Added to this was another phenomenon: while the British sought to do away with remnants of the past in their colonies, and especially in India and Sri Lanka (being the Crown Colonies we unfortunately were), they could not do away with the exotic elements of that past. The Kandyan dress, the perahera, the caste-ism so rampant in the days of the kings, remained more or less as they were, with slight modifications. As the bourgeoisie evolved from the “betel bag” to the “coffee store” (Spence Hardy), they did not or could not let go of these familiar, archaic elements of the same culture they were now, thanks to their willingness to be Westernised, ostensibly repudiating. This rather strange dichotomy – repudiation versus affirmation – continues with the descendants of this bourgeoisie: you see it every time a member of that class, while welcoming a political sphere free of myths and lies, jaunts off to a temple or kovil, no matter how uncomfortably misaligned they are in those places, to perform a baaraya.
Perhaps because of their cultural conditioning, no matter how hard they tried, the bourgeoisie were unable to be the brown sahibs they tried to be. (The closest to a Macaulay the colonies produced was a Sinhalese: Dandris de Silva Gunaratna, who was praised by Macaulay himself as being his closest imitator.) They could not think on their own, and in not being able to think on their own, they couldn’t produce a culture of their own, barring the habits and customs of the British they aped. This necessitated a catalogue of cultural objects, and those objects, which required sponsorship, were sponsored lavishly by them.
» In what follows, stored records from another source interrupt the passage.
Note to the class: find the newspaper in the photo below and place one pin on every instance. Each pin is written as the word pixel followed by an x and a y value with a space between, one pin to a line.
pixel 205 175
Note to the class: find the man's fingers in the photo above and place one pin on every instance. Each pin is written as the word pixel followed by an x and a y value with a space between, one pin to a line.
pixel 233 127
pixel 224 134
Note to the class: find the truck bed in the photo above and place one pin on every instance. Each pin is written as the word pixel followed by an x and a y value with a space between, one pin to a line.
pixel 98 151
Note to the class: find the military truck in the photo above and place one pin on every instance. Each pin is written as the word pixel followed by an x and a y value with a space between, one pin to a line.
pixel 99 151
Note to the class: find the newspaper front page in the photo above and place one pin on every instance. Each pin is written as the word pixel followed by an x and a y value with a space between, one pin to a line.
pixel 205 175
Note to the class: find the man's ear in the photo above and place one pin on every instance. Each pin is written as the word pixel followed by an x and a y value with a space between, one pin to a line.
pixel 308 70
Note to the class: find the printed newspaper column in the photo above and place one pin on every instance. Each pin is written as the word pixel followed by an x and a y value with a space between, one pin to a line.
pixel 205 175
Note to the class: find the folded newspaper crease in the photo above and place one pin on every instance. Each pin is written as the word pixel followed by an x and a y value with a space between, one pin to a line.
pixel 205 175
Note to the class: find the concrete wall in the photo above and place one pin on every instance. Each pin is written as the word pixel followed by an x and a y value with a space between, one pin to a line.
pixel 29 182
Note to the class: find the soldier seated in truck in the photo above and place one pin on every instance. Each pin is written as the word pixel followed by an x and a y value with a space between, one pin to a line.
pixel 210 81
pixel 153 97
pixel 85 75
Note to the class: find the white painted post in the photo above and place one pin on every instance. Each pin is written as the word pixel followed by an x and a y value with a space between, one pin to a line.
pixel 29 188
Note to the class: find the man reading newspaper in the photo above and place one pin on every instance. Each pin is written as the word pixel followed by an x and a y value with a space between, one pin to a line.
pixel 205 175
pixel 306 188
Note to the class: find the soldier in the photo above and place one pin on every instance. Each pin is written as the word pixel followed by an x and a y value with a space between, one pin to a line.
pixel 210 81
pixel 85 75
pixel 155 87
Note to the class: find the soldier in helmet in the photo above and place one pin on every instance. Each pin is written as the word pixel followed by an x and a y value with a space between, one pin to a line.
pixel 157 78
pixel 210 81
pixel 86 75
Initially, the help they provided extended to the building of temples, libraries, and hospitals, and were done out of a need to appear honourable in front of the British (to gain knighthoods). As time passed, and as their offspring began to rebel against their conservatism, this supportive streak eventually shifted and congealed to a colossal revival of cultural artefacts. From Dandris de Silva to Charles Jacob Peiris, and from Charles Jacob Peiris to Amaradeva, you come across a gradual, but radical, transformation: from the anglicised crust of the bourgeoisie to the indigenous, but sophisticated, roots of the petty bourgeoisie.